If there's a lesson to be learned from last week's news that several Symantec enterprise and consumer endpoint security products have serious vulnerabilities, it's that even security tools have exploitable flaws. Buyer beware and all that.
Travis Ormandy, of Google's Project Zero team, said the vulnerabilities in Symantec's code are "as bad as it gets." Most of the flaws were in the Decomposer component, which parses various file formats, including archive files like .rar and .zip. Symantec unpacked archives right in the kernel using "the highest privilege levels possible," which means malware compressed into one of these archives is opened in the most sensitive part of the operating system. This could lead to remote code execution and be used to create worms that execute and spread through local networks without user interaction.
The list of affected products includes all versions of Symantec Endpoint Protection, Symantec Email Security, Symantec Protection Engine, Symantec Protection for SharePoint Server, Norton Security, Norton 360, and other legacy Norton products. Symantec has fixed the flaws, but enterprise administrators should make sure the products are updated to receive the fixes. The automatic signature updates do not update the actual software application.
The problems are bad, especially since this is the second time Ormandy has dinged Symantec for security issues, but the company is not the only offender. Ormandy and other members of the Project Zero team have uncovered several serious vulnerabilities in antivirus products over the past few months, including offerings from Kaspersky Lab, ESET, FireEye, Trend Micro, Sophos, McAfee, and Comodo.
But this isn't the time for enterprise customers to punish Symantec for releasing problematic code or for its design decision to unpack files in the kernel instead of adopting a sandbox as a more secure alternative. The problem is much more pervasive throughout the security industry and reflects the broader challenge organizations face when writing secure code.

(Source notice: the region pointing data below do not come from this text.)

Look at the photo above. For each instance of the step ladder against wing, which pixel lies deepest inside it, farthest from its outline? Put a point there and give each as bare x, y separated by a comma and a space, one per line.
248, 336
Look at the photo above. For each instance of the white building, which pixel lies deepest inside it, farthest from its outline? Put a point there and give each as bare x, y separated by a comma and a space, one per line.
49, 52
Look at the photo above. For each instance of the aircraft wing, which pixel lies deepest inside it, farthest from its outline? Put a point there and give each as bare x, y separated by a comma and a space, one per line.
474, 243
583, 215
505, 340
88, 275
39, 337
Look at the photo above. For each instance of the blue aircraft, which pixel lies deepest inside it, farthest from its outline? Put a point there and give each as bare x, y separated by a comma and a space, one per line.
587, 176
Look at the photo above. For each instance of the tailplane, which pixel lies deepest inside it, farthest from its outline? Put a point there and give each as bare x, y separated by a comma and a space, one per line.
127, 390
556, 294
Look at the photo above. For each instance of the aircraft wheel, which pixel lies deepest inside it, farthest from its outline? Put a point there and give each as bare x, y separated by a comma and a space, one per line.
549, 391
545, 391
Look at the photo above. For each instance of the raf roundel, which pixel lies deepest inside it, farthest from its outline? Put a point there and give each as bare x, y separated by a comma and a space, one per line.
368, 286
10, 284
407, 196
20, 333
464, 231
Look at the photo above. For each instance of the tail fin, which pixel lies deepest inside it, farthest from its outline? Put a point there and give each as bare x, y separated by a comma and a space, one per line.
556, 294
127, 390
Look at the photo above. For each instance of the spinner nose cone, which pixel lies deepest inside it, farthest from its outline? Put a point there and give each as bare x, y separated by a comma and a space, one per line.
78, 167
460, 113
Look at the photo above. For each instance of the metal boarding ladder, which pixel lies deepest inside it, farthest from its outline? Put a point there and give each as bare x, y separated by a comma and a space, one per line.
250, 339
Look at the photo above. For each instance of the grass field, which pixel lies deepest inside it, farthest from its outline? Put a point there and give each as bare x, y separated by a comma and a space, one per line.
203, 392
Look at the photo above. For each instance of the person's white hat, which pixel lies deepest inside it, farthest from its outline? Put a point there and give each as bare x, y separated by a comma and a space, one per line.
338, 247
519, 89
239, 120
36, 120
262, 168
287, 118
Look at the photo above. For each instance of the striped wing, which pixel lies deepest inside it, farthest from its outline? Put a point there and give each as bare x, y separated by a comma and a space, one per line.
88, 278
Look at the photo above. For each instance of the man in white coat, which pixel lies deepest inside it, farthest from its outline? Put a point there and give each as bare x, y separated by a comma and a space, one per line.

"Writing secure software is tough, but the OS vendors (such as Microsoft, and even Apple) have made great strides in recent years to harden their code -- so why can't others in the security industry do the same?" said Patrick Wardle, director of research at Synack.
In Symantec's case, the developers didn't utilize common compiler-level mitigations, such as
-fstack-protector on Linux, said Wardle.
Security software frequently runs with higher privileges than average software, as it needs to inspect data going to and from other applications and needs deep access to the operating system. The operations often require complex parsing and pattern detection, which typically result in complex and bug-prone code, said Chris Wysopal, CTO and co-founder of Veracode. As a result, exploitable vulnerabilities in security software typically leads to complete system compromise.

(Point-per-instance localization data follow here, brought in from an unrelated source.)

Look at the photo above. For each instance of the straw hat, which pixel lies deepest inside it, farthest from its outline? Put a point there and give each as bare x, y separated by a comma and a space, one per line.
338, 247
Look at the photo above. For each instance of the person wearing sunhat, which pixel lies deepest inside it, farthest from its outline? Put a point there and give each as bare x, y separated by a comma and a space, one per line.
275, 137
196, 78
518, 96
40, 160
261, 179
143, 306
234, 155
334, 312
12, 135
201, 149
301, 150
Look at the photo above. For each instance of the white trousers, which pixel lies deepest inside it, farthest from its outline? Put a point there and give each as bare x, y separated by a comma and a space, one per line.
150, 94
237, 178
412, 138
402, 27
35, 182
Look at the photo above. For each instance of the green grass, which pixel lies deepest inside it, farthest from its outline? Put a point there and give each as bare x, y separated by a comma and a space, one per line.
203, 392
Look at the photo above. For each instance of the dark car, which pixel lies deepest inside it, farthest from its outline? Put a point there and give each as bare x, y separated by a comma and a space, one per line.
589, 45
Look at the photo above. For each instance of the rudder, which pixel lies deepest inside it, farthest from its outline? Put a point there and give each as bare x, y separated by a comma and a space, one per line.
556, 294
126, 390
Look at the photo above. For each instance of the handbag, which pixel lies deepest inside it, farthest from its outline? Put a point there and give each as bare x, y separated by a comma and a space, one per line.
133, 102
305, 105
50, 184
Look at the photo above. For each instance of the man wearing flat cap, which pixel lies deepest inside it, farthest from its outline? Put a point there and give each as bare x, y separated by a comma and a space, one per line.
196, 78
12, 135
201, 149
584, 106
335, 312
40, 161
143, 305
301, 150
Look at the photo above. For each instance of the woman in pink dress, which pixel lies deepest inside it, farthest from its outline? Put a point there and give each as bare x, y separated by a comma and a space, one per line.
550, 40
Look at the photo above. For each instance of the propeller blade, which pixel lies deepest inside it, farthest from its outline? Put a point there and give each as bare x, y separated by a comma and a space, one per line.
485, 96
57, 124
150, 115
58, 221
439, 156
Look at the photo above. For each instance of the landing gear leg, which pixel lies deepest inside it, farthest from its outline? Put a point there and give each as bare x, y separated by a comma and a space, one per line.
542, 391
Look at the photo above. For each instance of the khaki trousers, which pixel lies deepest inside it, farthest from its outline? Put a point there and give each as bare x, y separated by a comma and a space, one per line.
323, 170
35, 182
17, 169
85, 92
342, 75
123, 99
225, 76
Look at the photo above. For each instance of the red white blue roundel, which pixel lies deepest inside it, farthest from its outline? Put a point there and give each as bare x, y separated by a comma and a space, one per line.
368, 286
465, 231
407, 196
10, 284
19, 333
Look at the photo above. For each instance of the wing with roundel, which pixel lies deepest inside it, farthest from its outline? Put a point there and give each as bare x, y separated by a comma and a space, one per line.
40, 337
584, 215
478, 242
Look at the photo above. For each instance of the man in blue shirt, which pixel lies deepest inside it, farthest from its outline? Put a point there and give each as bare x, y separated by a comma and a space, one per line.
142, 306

The biggest sin in the Symantec story is using outdated third-party libraries containing known vulnerabilities and not updating those libraries with newer, more secure versions. Unfortunately, though it's a best practice to use the latest versions of third-party libraries, it doesn't always happen. The updated libraries and packages may break existing functionality or may depend on deprecated functionality, which would require changes to the software. Considering the nested nature of software development, where libraries use other third-party components, developers often don't even realize that they are relying on older and vulnerable code within their applications.
Open source security company SourceClear has a tool to help developers identify what open source libraries they are using and what vulnerabilities exist so that they can identify and fix known and emerging security threats. Black Duck Software's platform also detects and alerts for issues on Linux subcomponents when they are used to build applications and containers. But the development teams need to use those tools or take other steps to keep libraries and packages up-to-date.

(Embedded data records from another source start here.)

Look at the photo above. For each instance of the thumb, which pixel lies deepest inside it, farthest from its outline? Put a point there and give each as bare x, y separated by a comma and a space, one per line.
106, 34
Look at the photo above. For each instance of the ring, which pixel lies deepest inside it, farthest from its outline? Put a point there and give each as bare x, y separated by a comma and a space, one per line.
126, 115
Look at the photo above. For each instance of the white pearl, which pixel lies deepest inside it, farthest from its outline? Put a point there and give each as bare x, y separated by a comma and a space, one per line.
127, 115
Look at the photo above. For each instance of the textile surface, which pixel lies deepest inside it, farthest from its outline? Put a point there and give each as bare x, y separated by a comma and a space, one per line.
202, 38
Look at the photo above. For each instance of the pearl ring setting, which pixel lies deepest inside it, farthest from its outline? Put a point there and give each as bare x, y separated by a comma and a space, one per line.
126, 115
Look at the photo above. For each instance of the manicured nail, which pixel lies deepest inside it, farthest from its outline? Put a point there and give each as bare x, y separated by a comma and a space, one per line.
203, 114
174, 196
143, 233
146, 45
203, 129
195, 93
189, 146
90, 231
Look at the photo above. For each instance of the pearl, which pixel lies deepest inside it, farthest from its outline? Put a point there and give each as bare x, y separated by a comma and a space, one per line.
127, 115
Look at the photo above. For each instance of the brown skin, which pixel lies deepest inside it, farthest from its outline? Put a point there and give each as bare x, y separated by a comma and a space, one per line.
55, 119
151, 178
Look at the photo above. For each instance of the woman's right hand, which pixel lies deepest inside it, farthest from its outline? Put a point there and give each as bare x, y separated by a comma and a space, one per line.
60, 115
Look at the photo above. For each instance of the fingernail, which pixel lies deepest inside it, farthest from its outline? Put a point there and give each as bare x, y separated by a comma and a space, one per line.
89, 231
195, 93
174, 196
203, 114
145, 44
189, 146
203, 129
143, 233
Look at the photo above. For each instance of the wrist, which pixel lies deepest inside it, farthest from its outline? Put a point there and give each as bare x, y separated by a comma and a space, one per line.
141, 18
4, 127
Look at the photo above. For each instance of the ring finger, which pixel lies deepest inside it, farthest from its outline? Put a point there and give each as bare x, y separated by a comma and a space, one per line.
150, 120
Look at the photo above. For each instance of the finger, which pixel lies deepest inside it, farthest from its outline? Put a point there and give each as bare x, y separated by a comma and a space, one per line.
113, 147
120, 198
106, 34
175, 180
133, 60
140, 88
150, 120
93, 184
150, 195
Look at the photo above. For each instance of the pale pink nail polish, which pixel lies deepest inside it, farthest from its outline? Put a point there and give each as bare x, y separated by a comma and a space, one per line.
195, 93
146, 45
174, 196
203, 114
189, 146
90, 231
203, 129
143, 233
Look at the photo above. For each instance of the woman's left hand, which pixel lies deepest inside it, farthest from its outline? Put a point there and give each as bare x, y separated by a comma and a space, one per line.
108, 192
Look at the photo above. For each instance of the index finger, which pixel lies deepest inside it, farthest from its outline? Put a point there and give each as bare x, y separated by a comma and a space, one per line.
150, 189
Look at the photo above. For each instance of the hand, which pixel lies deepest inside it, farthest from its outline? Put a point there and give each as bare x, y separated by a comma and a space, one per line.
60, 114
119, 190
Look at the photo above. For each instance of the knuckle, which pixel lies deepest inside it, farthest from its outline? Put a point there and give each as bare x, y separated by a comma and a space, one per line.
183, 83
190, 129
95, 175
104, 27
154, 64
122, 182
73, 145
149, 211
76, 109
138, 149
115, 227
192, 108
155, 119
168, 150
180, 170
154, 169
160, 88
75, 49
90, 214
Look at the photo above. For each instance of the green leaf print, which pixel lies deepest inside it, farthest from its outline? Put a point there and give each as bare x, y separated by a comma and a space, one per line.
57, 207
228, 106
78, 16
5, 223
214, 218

Just because software comes from a security vendor doesn't automatically mean it was written by a team of developers well-versed in security.
"Security software vendors hire from the same pool of developers who in general have had no security training in college or on the job security training," said Wysopal.
Enterprises expect products from large vendors and well-known brands to be tested and secure, but vulnerabilities can be found in any application. Relying on any one application or technology for security is a losing proposition. Antivirus software and endpoint security products are often considered mandatory elements of a good enterprise security environment. While there is a growing realization that they aren't enough, there is still a lack of awareness that the software itself could act as the doorway for attackers.
There's the social engineering aspect, where attackers craft malware specifically to bypass specific types of antivirus, and users let down their guard when they see the malware because they figure the antivirus would have stopped it if it was really bad.
Then there are the vulnerabilities themselves. If attackers find the vulnerabilities and figure out a way to exploit them, they would have an enormous victim pool to target.
A defense-in-depth strategy, where additional layers of security technologies block threats that squeak past front-line defenses, is essential for any enterprise. More important, organizations have to make sure they aren't simply applying the same level of security across the board. The more effective approach is to consider the risks, identify where the most sensitive systems and data reside in the local network, and make sure appropriate security measures are applied.
Security isn't a product, but a process, which means organizations have to continually assess risk and update their defenses.